Juggling multiple goals

This is the season where goals are on people’s minds, mine included. That said, it’s perfectly fair if your primary goal is “I would like not to be so exhausted by external circumstances in 2022” but sometimes it can be energizing to make a little pile of things that are under your control and do something about some of them.

Admittedly I’m a control freak and identifying something I can do something about gives me the illusion that I’m not just a plaything of fate. So take what follows with that caveat in mind.

One of the challenges with having goals is that we often want a lot of different things at once, and while there’s nothing wrong with having high ambition, there is always the danger of scattering your energy. There’s also the problem of prioritizing: “Make $180,000 this year” and “work only about ten hours a week” are somewhat contradictory for those of us who aren’t independently wealthy.

So one step I always take when I’m looking at what I want to accomplish/attend to is to see how the goals interrelate. If they don’t – “become a pastry chef” and “eliminate sugar from my diet” – I try to see how they could relate: “become a pastry chef who uses the natural flavors of food rather than added sugar to make desserts taste good.”
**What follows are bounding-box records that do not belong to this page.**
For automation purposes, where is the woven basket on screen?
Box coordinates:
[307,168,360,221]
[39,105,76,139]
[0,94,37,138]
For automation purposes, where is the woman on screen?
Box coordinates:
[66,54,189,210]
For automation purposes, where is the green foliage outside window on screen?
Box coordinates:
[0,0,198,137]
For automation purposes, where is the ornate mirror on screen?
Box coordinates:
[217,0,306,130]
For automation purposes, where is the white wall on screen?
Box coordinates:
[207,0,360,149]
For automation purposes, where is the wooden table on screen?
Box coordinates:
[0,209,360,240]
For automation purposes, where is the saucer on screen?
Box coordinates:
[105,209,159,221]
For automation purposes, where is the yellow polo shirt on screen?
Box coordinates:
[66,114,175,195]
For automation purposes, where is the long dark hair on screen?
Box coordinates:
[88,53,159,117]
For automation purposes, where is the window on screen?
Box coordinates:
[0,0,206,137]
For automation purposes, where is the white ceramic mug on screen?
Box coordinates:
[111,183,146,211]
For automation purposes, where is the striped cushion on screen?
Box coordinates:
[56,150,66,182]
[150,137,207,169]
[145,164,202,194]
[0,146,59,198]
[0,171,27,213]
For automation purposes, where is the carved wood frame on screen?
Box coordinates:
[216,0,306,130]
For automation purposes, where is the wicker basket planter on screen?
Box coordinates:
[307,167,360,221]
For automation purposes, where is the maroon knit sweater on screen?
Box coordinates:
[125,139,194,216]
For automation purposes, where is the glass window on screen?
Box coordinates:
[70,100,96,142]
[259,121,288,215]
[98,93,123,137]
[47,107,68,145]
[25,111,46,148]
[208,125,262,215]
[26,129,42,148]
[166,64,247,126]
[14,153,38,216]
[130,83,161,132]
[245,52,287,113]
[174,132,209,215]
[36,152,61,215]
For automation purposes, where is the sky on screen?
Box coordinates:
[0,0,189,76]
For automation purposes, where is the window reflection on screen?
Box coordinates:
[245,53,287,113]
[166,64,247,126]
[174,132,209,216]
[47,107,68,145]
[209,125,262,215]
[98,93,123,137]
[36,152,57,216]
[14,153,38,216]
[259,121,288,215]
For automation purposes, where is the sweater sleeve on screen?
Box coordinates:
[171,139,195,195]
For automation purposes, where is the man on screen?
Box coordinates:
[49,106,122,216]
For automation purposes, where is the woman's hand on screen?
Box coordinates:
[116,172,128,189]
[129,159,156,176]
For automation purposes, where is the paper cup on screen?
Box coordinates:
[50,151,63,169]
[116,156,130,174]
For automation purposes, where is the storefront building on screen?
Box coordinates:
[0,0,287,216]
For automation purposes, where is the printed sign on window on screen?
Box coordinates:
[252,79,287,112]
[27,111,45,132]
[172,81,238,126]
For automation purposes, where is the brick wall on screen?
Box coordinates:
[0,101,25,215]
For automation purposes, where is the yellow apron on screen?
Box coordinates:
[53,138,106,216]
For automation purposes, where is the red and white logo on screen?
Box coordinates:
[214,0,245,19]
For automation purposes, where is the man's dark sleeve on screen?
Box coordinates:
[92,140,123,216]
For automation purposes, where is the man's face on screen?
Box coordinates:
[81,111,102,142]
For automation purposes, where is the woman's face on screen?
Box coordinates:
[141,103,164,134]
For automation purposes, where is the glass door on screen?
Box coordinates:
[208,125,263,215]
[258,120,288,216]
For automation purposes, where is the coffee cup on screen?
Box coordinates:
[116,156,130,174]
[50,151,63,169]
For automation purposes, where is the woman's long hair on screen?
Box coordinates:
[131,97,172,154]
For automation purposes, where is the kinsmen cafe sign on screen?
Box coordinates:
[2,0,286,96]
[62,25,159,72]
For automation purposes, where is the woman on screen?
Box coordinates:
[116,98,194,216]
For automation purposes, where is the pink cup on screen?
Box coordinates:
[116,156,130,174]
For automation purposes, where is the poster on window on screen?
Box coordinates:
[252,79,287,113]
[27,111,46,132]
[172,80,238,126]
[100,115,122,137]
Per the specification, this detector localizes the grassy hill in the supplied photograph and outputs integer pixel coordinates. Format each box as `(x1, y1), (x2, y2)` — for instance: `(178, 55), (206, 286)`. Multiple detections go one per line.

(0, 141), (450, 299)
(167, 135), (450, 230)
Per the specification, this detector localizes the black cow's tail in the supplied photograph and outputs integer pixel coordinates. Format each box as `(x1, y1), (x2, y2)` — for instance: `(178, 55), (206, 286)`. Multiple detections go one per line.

If I don’t like how they relate, then I have to figure out which is my most important goal, and let go of the other: “I really want to be a traditional pastry chef and that will mean having some sugar in my diet and that is just going to have to be okay.” Life is imperfect. Accepting this is helpful for my mental health.

Sometimes I don’t know how to make goals relate: I want to make progress on a lot of things and all of them are of equal importance: I want Club Ed to succeed but I also have personal goal for my own writing. Taking time to do one takes away time from the other.

One thing I do to reconcile these competing goals is to realize that there is value in pursuing both – being a writer makes me a better teacher of storytelling techniques/editing, and being a teacher of storytelling techniques/editing makes me a better writer. So I give some time in my day to both, recognizing that this will make each goal take a little longer to achieve but that the synergy creates something that wouldn’t happen if I tabled one or the other.

Additionally, I often plan my work in themes: there are naturally some times of year when Club Ed is slower (right now, these times are summer and around the time of the winter holidays – late November into early January). These are natural opportunities for me to spend more time on my own writing.

Having lots of things you want to accomplish doesn’t have to mean scattering your energy or defeating your own purpose. But it does mean you to have pay attention to figuring out how to make them work together.